Ma Fat told EMJ at the 79th World Health Assembly: “We found out that only 73 countries out of 194 Member States were regularly able to produce death counts.
“It’s quite outrageous, I would say.
“There has been a lot of epidemics in the past, so the concern is that some countries don’t have a system functional enough to produce mortality data on a routine basis.”
Lessons from COVID
Ma Fat reported that the reason a Global Strategy is needed became particularly apparent during the COVID-19 pandemic, that exposed flaws in even high-income countries’ monitoring systems.
There are significant gaps between the mortality monitoring capabilities in high-income and low- and middle-income countries.
Ma Fat continued: “In low-income countries, it’s actually very hard to get people to declare a death.
“There’s no purpose – you won’t be getting any social benefits or inheritance, so it has been a big problem, highlighted during the pandemic.”
The hope is that the resolution will be endorsed by Member States, committing them to establishing functional mortality data systems.
Ebola Outbreak in the DRC
The ongoing outbreak of Ebola disease in the Democratic Republic of the Congo and Uganda, in which there has been significant uncertainty around the number of suspected cases, again spotlights the issue.
Ma Fat said: “This type of epidemic should, again, highlight the problem, right?

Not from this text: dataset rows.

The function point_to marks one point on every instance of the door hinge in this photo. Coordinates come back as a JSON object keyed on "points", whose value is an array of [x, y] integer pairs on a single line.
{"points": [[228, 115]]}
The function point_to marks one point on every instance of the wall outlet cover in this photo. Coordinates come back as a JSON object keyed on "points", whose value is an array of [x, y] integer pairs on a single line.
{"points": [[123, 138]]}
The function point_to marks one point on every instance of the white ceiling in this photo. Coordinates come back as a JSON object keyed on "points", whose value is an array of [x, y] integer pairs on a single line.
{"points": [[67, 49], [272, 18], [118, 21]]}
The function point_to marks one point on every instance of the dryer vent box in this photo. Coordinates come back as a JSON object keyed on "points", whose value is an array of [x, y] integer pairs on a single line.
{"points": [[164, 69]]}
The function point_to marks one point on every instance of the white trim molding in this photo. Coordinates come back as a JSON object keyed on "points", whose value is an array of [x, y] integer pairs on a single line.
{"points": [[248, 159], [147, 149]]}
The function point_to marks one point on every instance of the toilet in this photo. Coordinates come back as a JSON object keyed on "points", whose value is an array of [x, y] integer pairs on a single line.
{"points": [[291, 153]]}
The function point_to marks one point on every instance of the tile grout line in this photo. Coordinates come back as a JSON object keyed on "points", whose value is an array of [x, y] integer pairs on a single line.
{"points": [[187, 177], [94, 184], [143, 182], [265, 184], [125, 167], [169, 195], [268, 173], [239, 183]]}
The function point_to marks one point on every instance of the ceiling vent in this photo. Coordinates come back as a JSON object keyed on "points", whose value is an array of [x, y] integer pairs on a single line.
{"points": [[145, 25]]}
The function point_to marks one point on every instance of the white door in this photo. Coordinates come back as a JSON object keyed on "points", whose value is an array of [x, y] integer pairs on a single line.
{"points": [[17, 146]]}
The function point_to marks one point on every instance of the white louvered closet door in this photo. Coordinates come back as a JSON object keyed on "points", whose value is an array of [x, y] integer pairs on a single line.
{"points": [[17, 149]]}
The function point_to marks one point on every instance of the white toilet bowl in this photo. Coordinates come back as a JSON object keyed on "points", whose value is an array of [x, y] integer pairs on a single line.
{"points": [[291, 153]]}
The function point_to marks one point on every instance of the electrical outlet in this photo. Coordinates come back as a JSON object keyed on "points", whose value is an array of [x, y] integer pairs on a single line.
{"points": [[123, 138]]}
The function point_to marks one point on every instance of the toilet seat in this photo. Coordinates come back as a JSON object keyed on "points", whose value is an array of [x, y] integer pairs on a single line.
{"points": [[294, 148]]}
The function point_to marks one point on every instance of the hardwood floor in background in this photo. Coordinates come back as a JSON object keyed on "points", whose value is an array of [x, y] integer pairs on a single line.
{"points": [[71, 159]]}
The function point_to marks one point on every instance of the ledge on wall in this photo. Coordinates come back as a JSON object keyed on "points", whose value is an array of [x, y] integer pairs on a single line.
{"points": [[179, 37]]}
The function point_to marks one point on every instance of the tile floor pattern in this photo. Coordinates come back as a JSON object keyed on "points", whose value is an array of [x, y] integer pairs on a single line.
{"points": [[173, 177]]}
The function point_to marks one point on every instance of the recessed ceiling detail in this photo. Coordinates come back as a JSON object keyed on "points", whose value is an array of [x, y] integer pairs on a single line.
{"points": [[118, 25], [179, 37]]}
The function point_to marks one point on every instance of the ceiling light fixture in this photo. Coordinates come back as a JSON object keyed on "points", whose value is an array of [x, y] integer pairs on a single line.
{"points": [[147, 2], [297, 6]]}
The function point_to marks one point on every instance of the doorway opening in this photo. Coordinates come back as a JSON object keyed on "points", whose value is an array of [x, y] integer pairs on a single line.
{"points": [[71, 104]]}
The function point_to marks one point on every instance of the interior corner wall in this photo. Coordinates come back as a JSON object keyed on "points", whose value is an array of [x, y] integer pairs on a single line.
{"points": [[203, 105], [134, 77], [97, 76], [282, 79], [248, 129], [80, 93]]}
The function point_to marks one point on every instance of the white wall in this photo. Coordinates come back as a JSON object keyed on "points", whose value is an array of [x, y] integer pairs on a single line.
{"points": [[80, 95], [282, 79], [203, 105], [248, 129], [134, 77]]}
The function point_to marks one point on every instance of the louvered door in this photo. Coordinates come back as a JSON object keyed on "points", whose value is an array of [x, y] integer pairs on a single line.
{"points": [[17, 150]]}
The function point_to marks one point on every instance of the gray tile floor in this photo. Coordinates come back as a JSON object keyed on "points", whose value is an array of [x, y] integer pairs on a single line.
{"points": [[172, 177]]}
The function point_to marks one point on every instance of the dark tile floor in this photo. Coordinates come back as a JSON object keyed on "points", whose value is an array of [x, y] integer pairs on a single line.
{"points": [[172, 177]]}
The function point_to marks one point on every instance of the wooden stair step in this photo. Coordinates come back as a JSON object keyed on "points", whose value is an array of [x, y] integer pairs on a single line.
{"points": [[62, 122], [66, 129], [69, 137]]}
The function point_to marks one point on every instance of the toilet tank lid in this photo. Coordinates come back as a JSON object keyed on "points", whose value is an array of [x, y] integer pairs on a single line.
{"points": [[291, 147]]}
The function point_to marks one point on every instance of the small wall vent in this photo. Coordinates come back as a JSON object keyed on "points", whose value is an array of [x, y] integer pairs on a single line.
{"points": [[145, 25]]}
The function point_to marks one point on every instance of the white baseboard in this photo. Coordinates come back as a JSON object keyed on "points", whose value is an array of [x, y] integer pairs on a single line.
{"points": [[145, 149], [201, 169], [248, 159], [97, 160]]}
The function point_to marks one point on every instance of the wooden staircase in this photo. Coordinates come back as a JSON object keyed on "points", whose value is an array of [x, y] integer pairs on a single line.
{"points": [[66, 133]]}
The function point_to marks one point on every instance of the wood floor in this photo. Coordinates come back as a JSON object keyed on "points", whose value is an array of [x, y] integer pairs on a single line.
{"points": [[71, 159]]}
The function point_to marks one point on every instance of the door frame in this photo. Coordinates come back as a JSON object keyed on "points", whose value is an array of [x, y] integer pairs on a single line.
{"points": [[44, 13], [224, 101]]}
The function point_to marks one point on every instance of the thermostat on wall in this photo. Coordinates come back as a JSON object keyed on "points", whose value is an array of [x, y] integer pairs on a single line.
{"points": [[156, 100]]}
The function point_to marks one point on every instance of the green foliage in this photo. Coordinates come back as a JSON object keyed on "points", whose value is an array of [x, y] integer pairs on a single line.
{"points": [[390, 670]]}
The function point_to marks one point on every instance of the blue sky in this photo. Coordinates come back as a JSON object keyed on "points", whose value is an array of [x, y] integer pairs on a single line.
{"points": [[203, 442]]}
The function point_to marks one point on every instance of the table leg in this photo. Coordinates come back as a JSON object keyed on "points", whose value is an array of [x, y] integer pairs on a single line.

“They didn’t know how many people died.
“We don’t even know when it started.”
The data expert also explained co-occurring issues with a lack of mortality data, particularly with an absence of cause-of-death information.
Without functional monitoring systems, governments are unable to gain insight into what the most pressing public health issues are and, consequently, where to invest.
Whilst reliance on estimates is “okay” in the short-term, it is not the ideal.
The Urgent Need for Centralised Databases
Ma Fat warned Member States: “You shouldn’t wait for another pandemic.”
Gradually investing in, and constructing, functional national mortality monitoring systems can take decades.
However, Ma Fat explained how countries can begin gathering data at the community level.
She said: “I wouldn’t say you can’t do it – you can do it.
“Of course, the end goal is to improve the big system, which will take years.
“Immediately, we have proposed a few steps on how countries can collect data from the community: engage community agents and use them to collect data on who is dying – who has died in the past week – and get it in a system, in a centralised database.”
This comes amid the Assembly’s 22nd May decision to establish a joint process, led by Member States and hosted by WHO and other stakeholders, to support reforms of the global health architecture.